Salammbo eBook

This eBook from the Gutenberg Project consists of approximately 373 pages of information about Salammbo.

Salammbo eBook

This eBook from the Gutenberg Project consists of approximately 373 pages of information about Salammbo.

“I know,” said Matho.

Spendius resumed:  “It is itself divine, for it forms part of her.  The gods reside where their images are.  It is because Carthage possesses it that Carthage is powerful.”  Then leaning over to his ear:  “I have brought you with me to carry it off!”

Matho recoiled in horror.  “Begone! look for some one else!  I will not help you in this execrable crime!”

“But Tanith is your enemy,” retorted Spendius; “she is persecuting you and you are dying through her wrath.  You will be revenged upon her.  She will obey you, and you will become almost immortal and invincible.”

Matho bent his head.  Spendius continued: 

“We should succumb; the army would be annihilated of itself.  We have neither flight, nor succour, nor pardon to hope for!  What chastisement from the gods can you be afraid of since you will have their power in your own hands?  Would you rather die on the evening of a defeat, in misery beneath the shelter of a bush, or amid the outrages of the populace and the flames of funeral piles?  Master, one day you will enter Carthage among the colleges of the pontiffs, who will kiss your sandals; and if the veil of Tanith weighs upon you still, you will reinstate it in its temple.  Follow me! come and take it.”

Matho was consumed by a terrible longing.  He would have liked to possess the veil while refraining from the sacrilege.  He said to himself that perhaps it would not be necessary to take it in order to monopolise its virtue.  He did not go to the bottom of his thought but stopped at the boundary, where it terrified him.

“Come on!” he said; and they went off with rapid strides, side by side, and without speaking.

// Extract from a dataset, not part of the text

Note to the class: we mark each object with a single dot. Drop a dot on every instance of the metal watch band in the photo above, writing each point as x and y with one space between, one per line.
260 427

The ground rose again, and the dwellings were near.  They turned again into the narrow streets amid the darkness.  The strips of esparto-grass with which the doors were closed, beat against the walls.  Some camels were ruminating in a square before heaps of cut grass.  Then they passed beneath a gallery covered with foliage.  A pack of dogs were barking.  But suddenly the space grew wider and they recognised the western face of the Acropolis.  At the foot of Byrsa there stretched a long black mass:  it was the temple of Tanith, a whole made up of monuments and galleries, courts and fore-courts, and bounded by a low wall of dry stones.  Spendius and Matho leaped over it.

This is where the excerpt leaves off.